ヨルダン空軍パイロットのモアズ・カサスベ中尉が、イスラム国(ISIS)の手で残虐にも焼殺されたことで、同国は怒りと悲しみに包まれました。そして街頭の人びとやメディアは今、復讐を口々に叫んでいます。

ヨルダン政府の反応も素早いもので、軍が「流されたカサスベ中尉の血に誓ってかたきを討つ。殺害の悲劇と同規模の報復となるだろう」と宣言。政府報道官は、「迅速」に「[イスラム国の]戦闘部隊を壊滅する」旨を誓いました

イスラム国がカサスベ中尉の殺害動画をインターネット上に投稿してからわずか数時間後の2月4日午前5時ごろ、死刑判決を受けて長らく収監されていた2人のイラク人に対し、ヨルダンが刑を執行。両者ともイスラム国の前身「イラクのアルカイダ」(AQI)のメンバーでした。サジダ・リシャウィ死刑囚は、60人が犠牲になった2005年のアンマンのホテル同時爆撃事件に関与したかどで、またジャド・カルブリ死刑囚は2007年にイラクでヨルダン人運転手を殺害したかどで死刑判決を受けていました。カルブリ死刑囚はAQIの元最高指導者アブ・ムサブ・ザルカウィ容疑者の側近だったとされています。

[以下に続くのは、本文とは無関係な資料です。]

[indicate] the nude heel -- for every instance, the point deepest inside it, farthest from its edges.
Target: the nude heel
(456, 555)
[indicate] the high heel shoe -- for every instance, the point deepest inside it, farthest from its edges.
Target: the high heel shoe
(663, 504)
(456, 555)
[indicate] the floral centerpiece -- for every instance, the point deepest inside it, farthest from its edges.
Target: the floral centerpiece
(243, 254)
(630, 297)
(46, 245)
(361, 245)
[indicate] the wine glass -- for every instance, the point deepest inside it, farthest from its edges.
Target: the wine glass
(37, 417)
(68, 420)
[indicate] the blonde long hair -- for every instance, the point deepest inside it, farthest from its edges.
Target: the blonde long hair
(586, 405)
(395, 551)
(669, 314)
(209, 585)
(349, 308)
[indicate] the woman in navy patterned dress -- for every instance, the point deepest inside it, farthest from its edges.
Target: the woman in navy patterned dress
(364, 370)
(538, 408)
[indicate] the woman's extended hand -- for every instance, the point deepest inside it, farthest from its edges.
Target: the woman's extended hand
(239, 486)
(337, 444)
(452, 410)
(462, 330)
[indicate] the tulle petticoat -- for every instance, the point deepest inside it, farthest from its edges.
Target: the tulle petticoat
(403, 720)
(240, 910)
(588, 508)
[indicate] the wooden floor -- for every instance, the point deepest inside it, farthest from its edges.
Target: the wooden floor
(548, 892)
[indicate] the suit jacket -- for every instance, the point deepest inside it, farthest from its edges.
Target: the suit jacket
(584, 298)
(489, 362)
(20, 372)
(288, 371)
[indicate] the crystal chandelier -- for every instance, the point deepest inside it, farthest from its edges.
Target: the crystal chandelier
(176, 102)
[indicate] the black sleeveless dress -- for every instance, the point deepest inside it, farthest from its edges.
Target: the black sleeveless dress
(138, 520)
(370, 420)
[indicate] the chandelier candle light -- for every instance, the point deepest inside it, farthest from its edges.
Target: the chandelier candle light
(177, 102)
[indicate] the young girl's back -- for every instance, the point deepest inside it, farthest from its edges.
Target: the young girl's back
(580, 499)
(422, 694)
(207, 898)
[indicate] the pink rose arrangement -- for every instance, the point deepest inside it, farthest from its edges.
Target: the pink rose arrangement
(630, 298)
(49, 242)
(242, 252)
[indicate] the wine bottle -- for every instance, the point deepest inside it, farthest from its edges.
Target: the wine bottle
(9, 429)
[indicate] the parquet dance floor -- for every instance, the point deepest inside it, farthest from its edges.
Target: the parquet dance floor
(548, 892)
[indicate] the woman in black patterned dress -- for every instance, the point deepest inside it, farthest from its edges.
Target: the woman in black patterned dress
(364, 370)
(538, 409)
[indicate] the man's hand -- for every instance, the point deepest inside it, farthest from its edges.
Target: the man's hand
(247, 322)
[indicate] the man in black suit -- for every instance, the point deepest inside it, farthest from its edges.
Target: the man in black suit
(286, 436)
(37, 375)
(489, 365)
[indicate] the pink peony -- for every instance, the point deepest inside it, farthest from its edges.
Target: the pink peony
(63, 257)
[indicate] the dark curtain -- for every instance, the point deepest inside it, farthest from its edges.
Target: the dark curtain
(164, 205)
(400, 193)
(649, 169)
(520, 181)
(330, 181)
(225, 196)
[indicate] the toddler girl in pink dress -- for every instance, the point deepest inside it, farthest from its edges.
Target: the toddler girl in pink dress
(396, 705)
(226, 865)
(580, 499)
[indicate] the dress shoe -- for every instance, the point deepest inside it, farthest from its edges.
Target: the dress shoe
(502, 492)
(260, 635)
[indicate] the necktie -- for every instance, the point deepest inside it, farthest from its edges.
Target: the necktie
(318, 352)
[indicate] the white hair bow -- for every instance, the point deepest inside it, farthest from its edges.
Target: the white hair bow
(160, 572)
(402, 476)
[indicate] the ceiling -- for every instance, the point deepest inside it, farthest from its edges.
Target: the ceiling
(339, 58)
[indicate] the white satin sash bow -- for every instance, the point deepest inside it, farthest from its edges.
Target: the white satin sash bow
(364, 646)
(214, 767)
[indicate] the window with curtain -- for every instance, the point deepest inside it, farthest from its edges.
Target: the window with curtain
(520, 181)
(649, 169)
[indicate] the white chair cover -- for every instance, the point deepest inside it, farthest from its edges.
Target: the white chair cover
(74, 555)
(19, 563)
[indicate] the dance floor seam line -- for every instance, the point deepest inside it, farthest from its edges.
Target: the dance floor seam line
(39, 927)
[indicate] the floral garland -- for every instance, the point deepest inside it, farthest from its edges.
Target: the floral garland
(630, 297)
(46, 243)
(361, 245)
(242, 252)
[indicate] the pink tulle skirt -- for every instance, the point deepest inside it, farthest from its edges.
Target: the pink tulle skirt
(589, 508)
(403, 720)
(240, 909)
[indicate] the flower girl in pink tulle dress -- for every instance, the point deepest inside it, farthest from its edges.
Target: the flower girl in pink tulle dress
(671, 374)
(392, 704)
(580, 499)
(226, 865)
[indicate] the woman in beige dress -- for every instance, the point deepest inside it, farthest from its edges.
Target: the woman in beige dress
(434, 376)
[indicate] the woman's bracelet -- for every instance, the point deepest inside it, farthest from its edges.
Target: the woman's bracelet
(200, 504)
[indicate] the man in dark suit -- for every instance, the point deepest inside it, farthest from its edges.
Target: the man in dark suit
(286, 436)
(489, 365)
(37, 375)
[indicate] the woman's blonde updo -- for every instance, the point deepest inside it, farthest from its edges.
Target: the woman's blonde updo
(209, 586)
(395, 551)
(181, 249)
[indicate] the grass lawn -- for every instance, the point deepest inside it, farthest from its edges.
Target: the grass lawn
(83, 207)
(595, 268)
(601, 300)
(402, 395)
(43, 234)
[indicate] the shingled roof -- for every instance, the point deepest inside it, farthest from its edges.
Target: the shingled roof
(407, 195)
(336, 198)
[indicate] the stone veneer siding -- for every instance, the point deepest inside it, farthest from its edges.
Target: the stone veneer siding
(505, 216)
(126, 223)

憤怒する世論、そしてそれに応えたいという政府の望みはとても理解できます。しかし、死刑囚の刑執行はイスラム国にとって打撃にはなりません。ヨルダンは最近まで中東地域において、死刑執行に反対する動きを先導してき国です。昨年12月21日に殺人罪で死刑判決を受けていた囚人11人を絞首刑に処するまでの8年間、事実上処刑を見合わせていました。この際も当局は、死刑執行の背景に国民感情を挙げていました。過去2カ月で2度目となる刑執行で、死刑反対の動きを更に後退させてしまいました。

リシャウィ死刑囚とカルブリ死刑囚の刑執行は、控訴手続きを含む公判に続いて行なわれました。しかし、両死刑囚は、全く関係のないカサスベ中尉殺害事件の直後に、死刑囚監房から絞首台に送り込まれたのです。政府関係者が中尉の死に復讐を誓うなかのできごとで、両死刑囚の命が絶たれた理由が報復措置だったことを物語っています。ヒューマン・ライツ・ウォッチは、残酷でかつ取り返しのつかない刑罰である死刑を、いかなる状況下においても反対します。今回、外的要素に対応するかたちで死刑が執行されました。個々人の罪だけに基づいた公平な法の裁きではなく、第三者への報復措置が方針決定の原動力になった、ということに私たちは注意しなければなりません。